L’agence Santé publique France, dont dépend la réserve sanitaire, tente de se dédouaner. « La réserve n’est en aucun cas décisionnaire sur les renforts à apporter, mais répond aux demandes des ARS », affirme-t-elle. Résultat, comme le répète à l’envi Catherine Lemorton, ex-députée (PS) à la tête de la réserve sanitaire depuis un an, « beaucoup ne sont plus disponibles quand on les sollicite, parce qu’ils ont déjà été appelés ». Les établissements peuvent également solliciter directement des volontaires.
Il n’existe, en effet, aucune coordination. « Renforts-Covid, explique l’ARS d’Ile-de-France, est une plate-forme indépendante de la réserve sanitaire. » De fait, ce dispositif, pensé comme un complément, est devenu la principale porte d’entrée pour l’envoi de renforts dans le pays. L’ARS de Bourgogne-Franche-Comté, qui l’utilise, le confirme tout en mettant les formes : « Renforts-Covid permet l’expression de solidarités locales, cela ne se fait pas au détriment de la réserve. » Autre abonnée à Renforts-Covid, l’ARS d’Occitanie constate qu’elle est « très opérante et qu’elle fait correspondre la demande et l’offre. Renforts-Covid va sans doute rebattre les cartes ».
Claude Le Pen, professeur à l’université Paris-Dauphine, où il dirige le master économie et gestion de la santé, estime que « la réserve sanitaire paie le refus de l’Etat de lui accorder davantage d’autonomie ». Or, ajoute-t-il, « dans les crises, on se retrouve avec une grosse structure qui patine d’un côté, et de l’autre des professionnels qui n’ont pas d’interlocuteur. La haute administration de la santé en France, très centralisatrice, a beaucoup de mal avec des dispositifs ponctuels et très réactifs. »
« Diplomatie sanitaire »
Née en mars 2007 de la loi sur la préparation du système de santé à des menaces sanitaires de grande ampleur, la réserve sanitaire avait été confiée à l’Etablissement de préparation et de réponse aux urgences sanitaires (Eprus). En 2015, elle compte 2 078 personnes et sa gestion mobilise six personnes, soit deux de moins qu’en 2020. La même année, le sénateur (UMP) Francis Delattre écrit, dans son rapport sur l’Eprus, que seuls 120 réservistes sont alors réellement actifs, car, dit-il, cette réserve, surtout composée de retraités, est avant tout un outil de « diplomatie sanitaire ».

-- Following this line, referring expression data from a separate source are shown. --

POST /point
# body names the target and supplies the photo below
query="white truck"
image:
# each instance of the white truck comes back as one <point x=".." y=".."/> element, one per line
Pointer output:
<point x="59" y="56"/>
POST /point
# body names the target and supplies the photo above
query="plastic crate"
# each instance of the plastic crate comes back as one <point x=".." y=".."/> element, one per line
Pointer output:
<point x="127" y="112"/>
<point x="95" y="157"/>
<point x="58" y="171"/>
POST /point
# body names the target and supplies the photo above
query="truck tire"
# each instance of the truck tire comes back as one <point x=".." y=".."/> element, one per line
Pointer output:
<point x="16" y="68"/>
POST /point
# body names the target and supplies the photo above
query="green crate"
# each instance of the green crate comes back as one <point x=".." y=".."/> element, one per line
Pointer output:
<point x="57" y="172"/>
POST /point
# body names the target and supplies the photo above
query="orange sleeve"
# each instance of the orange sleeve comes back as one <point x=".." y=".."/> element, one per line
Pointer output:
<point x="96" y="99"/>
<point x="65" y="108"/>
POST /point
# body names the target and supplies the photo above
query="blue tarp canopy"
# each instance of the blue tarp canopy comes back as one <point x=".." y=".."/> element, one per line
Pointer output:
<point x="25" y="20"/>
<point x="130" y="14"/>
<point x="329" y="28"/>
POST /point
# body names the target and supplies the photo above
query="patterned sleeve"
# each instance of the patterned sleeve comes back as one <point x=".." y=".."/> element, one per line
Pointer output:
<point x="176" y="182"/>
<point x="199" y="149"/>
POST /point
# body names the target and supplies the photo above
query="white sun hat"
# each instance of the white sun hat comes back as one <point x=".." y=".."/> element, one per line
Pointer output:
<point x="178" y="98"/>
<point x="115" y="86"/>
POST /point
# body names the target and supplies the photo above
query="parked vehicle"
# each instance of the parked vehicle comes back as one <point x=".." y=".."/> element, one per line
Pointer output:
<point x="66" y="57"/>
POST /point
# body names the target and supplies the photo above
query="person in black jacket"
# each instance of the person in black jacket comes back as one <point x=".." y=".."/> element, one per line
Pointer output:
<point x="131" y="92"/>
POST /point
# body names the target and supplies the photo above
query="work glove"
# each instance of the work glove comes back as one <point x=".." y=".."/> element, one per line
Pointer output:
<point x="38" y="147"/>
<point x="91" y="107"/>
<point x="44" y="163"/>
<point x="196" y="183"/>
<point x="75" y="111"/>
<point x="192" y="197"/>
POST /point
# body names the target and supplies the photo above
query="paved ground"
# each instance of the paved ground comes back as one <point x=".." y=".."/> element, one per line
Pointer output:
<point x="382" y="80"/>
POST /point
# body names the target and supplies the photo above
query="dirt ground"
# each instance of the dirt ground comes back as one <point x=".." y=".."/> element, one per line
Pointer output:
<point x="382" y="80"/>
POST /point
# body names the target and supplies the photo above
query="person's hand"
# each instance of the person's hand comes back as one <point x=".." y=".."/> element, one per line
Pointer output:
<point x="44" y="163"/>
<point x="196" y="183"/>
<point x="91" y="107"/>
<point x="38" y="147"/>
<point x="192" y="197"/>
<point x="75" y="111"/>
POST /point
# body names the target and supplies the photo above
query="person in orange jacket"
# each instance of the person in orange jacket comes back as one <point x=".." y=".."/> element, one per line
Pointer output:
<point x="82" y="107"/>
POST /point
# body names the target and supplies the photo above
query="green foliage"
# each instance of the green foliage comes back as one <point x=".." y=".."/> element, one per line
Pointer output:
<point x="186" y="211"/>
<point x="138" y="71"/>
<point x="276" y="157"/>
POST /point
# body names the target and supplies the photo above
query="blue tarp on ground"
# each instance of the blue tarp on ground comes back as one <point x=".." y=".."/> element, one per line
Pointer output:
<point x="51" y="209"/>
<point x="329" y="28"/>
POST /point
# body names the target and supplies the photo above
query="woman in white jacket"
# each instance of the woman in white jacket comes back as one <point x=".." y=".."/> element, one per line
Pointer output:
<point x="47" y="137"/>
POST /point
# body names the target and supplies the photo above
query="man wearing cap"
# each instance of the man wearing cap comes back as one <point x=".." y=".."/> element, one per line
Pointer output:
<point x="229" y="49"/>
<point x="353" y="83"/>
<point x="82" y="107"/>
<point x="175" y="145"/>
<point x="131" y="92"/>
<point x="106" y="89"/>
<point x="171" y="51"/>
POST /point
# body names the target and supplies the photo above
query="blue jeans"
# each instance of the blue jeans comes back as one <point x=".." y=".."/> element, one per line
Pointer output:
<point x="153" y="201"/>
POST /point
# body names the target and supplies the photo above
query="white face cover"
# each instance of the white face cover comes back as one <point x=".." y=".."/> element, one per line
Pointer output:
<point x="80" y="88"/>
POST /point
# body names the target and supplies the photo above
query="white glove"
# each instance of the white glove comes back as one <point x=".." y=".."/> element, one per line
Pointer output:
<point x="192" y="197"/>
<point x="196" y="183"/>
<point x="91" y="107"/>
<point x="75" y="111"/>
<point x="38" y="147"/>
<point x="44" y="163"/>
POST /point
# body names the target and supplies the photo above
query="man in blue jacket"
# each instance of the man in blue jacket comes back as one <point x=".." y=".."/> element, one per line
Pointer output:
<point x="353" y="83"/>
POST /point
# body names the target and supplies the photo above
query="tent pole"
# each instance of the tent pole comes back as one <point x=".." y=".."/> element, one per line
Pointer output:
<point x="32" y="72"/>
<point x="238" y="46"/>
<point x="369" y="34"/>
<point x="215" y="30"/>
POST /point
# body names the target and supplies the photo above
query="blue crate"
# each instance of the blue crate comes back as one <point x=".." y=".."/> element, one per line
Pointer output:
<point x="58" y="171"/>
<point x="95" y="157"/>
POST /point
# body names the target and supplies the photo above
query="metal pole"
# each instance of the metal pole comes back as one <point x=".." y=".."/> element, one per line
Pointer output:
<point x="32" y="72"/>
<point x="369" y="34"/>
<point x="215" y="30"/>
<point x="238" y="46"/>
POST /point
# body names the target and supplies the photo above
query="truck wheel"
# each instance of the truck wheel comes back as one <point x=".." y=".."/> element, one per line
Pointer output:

En 2016, dans un climat de pression financière, la petite équipe de l’Eprus et de la réserve sanitaire est absorbée dans la grande agence Santé publique France. « Dans mon rapport, en 2015, se souvient M. Delattre, je militais, au contraire, pour leur accorder plus de liberté. C’était des missionnaires. Au nom de la sécurité sanitaire, la réserve a été noyée dans la bureaucratie et confiée à des gestionnaires à la petite semaine. »
En 2010, la Cour des comptes, dans son rapport sur l’Eprus, estimait déjà que « les difficultés de recrutement [de la réserve] conduisent à envisager une réorientation profonde tendant à une décentralisation des recrutements (…) en situation de crise ». Jusqu’au début des années 2010, ce sont les préfets qui signaient les contrats d’engagement des candidats à la réserve sanitaire.